4. Yaşamımıza değer katarız: Çalışılmayan, eylemde bulunulmayan, üretilmeyen ve paylaşılmayan bir hayattan zevk almak mümkün değildir. O zaman pusuya yatmış olan, can sıkıntısı, zaman öldürme, atalet, tembellik, uyuşukluk, vurdumduymazlık, obezite, fakirlik, dedikodu, bahane bulma, mazeret üretme, suçlu arama gibi kaliteli yaşam hırsızları, üzerimize hücum edeceklerdir.
5. Bilgelik yolunda mesafe katederiz: Çalışmadan, öğrenmeden, problemleri çözmeden, iyi insan ilişkileri kurmadan, beynimizi cilalamadan, akıl paraşütümüzü hakkıyla açmadan, sorunları öğretmenlerimiz olarak görmeden, bilgelik yolunda ilerleme kaydedemeyiz.
6. Farkındalık yaratmak için: Herhangi bir konuda özel yetenekleri geliştirmek, yeni bir ürün veya buluş oluşturmak, hiç kimsenin aklına gelmeyen bir yeniliği projelendirmek ve üretmek, emsallerden ve meslektaşlardan daha fazla, rasyonel ve etkin çalışmak, bir hobide zirveye çıkmak, insanın çevresindekilere göre farkındalık yaratmasıdır. Her türlü farkındalık, insana bir kalite, değer ve üstünlük katar.
7. Sağlığımızı ve kalitemizi koruruz: Çalışan insanın hem bedeni hem de ruhu aktif halde olur. Yani bir çeşit spor ve egzersiz yapar. Düzenli ve bilinçli egzersiz, yüksek kaliteli bir yaşamın olmazsa olmazlarından olduğuna göre, severek çalışan bir kişinin vücudu pozitif hormonlar üreteceği için, hem sağlıklı olacak, hem de hayattan zevk alacaktır.

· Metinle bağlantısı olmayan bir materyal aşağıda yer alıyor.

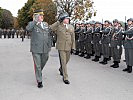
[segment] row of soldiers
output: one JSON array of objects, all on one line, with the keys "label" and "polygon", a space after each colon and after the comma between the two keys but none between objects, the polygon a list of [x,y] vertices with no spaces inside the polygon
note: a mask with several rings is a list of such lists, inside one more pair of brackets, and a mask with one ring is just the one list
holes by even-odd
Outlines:
[{"label": "row of soldiers", "polygon": [[100,64],[106,65],[111,57],[113,64],[110,67],[118,68],[122,55],[122,45],[125,48],[127,68],[123,71],[132,72],[133,66],[133,18],[127,20],[127,29],[117,19],[111,23],[105,20],[100,22],[77,22],[75,25],[76,55],[98,62],[101,55],[103,60]]},{"label": "row of soldiers", "polygon": [[15,35],[17,38],[25,38],[26,35],[30,38],[30,34],[24,29],[0,29],[0,38],[2,38],[2,36],[4,36],[4,38],[14,38]]}]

8. Problem çözme uzmanı oluruz: İşinde ve hayatında sürekli, düzenli ve severek çalışanlar, uzmanlaştıkça problemleri veya sorunları daha kolay çözer hale gelirler. Çünkü, çalışırken, ustalaşırken, anlamlı işleri çözümlemek ve başarmak gerekmektedir. Problem çözücüler, soruna değil çözüme odaklandıkları için, problemleri bir kriz, kaos, panik ve stres unsuru olarak değil; bir öğretmen, yükselme basamağı, tecrübe unsuru, başarma zevki, kazanma mutluluğu ve bilgelik yolunda merdiven basamakları olarak görürler.
9. Seversek sevgi üretiriz: İşimizi, iş yerimizi, iş arkadaşlarımızı ve çalışmayı seversek, asla yorulmak nedir bilmeyiz. Sevilmeden, zoraki, korkuyla, üzüntüyle, telaşla, tedirginlikle ve gönülsüz yapılan işler mutlaka sakat olurlar. Grup dinamizmi, aidiyet duygusu, takım ruhu, paylaşmak, üretmek, kazan-kazan, yardım etmek gibi kaliteli insan olma unsurlarına ulaşmak için de, kendimizi, işimizi, arkadaşlarımızı ve çevremizi sevmekle olur. Hem de karşılık beklemeden sevmekle…
Testinin dışına ancak içindekini sızdırdığı gibi, kişilerde ve gruplarda sevgi, saygı, hoşgörü, affetme, yardımlaşma, onore etme, motive etme gibi güzel hasletler olursa, bu güzellikler diğerlerine de bulaşarak, çığı gibi büyüyecek, pozitif ve kaliteli bir çalışma atmosferi meydana gelecektir.
Sevmenin ve sevginin sağladığı bu güzellik ve kaliteler göz ardı edilerek; çalışma bir baş belası olarak görülürse, amirler ve patronlar sürekli şikayet edilirse, sürekli suçlu aranırsa, çalışmamak için sürekli bahaneler uydurulursa, güzelim pazartesi sendrom suçlamasıyla tukaka edilirse, çalışmak için eşref saatinin gelmesi beklenirse, iş beğenilmezse, iş sevilmezse, iş arkadaşlarıyla olması gereken dostluklar kurulamazsa, sürekli iş değiştirilirse, mutlu olmak şartlara bağlanırsa, sahip olunan imkan ve nimetlerin kıymeti bilinmezse, sevmenin ve sevginin olması gereken pozitif gücü, negatife döndü ve kanatlandı gitti demektir.